Constitutional convention makes Ministers responsible to Parliament and it is to Parliament they are expected to answer and not to the Sovereign.They are accountable to Parliament and thereby to the electorate. A Minister who loses the confidence of the House would no doubt resign or be told to resign by the Prime Minister before the House took a vote of confidence.
A constitutional convention is according to Marshall and Moodie ‘considered to be binding by and upon those who operate the constitution by which are not enforced by the law courts’ (‘Some problems of the Constitution’ ).Conventions are nebulous and might be seen as guidelines to conduct ie what should happen in particular situations.

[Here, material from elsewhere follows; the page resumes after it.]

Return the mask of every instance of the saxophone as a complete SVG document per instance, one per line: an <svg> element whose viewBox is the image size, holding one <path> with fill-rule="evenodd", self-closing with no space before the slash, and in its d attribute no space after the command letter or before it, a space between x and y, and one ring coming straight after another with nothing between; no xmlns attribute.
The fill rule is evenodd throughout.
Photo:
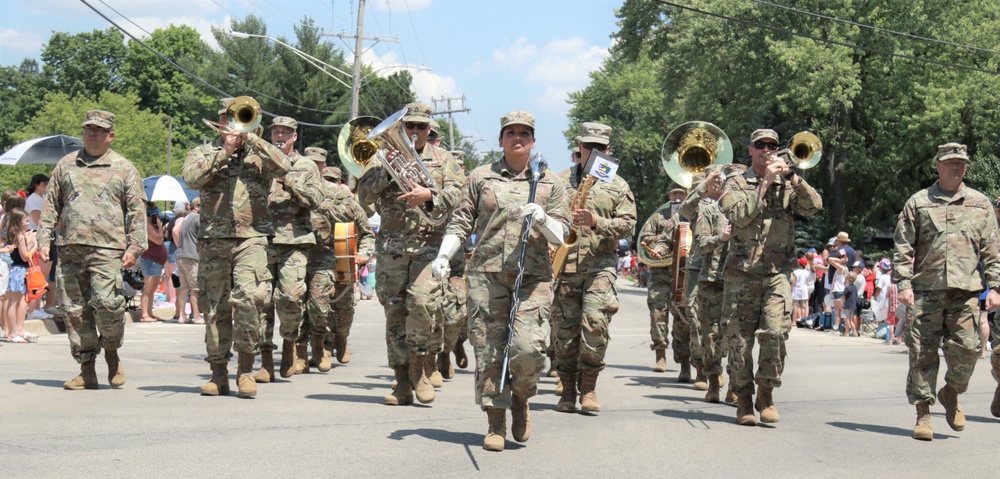
<svg viewBox="0 0 1000 479"><path fill-rule="evenodd" d="M580 188L577 189L576 195L573 196L573 202L569 205L569 212L573 214L576 210L583 209L587 204L587 194L590 193L590 188L594 186L594 182L597 181L597 177L594 175L587 175L587 178L580 183ZM559 245L556 249L552 251L552 281L559 279L559 274L562 273L563 268L566 267L566 257L569 256L569 251L571 248L576 247L577 237L579 236L579 228L573 227L569 231L569 238L566 238L566 242Z"/></svg>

Where those situations are repetitive then it is easier to develop and recognise a convention, however, at the margins and with regard to infrequently encountered situations recognising a convention and what it is is less easy.
Conventions regulate the ‘constitutional inter-relationship between legal principle and political practice’ (Loveland 2003).
As Hilaire Barnett states ( Constitutional & Administrative Law 4th edn Cavendish Publishing 2002) in circumstances where a Prime Minister retires the government still has the mandate of the people through the electorate and thereby is able to select the Prime Minister and it is therefore “unrealistic to speak of the Crown having any choice in the matter” (page 156) and “the Queen has no practical ‘say’ in the matter” (page 156)
As Barnett says “It was not always thus” (page 156) and she goes on to give the example of Sir Anthony Eden’s resignation in 1957 with no obvious successor in place and with no election process available. The Queen thus had a choice in the matter and after consultation with elder statesmen she acted on Ministerial advice and Harold Macmillam was appointed Prime Minister.
Interestingly according to the former Prime Minister Harold Wilson it is the Queen (the Sovereign) “who decides whom to send for and invite to form a government” (The Governance of Britain Wilson 1976 at page 22 cited by Barnett at page 157)
In conclusion it might be said that whatever rights the Sovereign may have in theory they are not matched in practice but the delicate balance between the theoretical Sovereign prerogative rights of a residual nature and the actualitie are likely to be maintained so that there will be no volcanic eruption from Primrose Hill.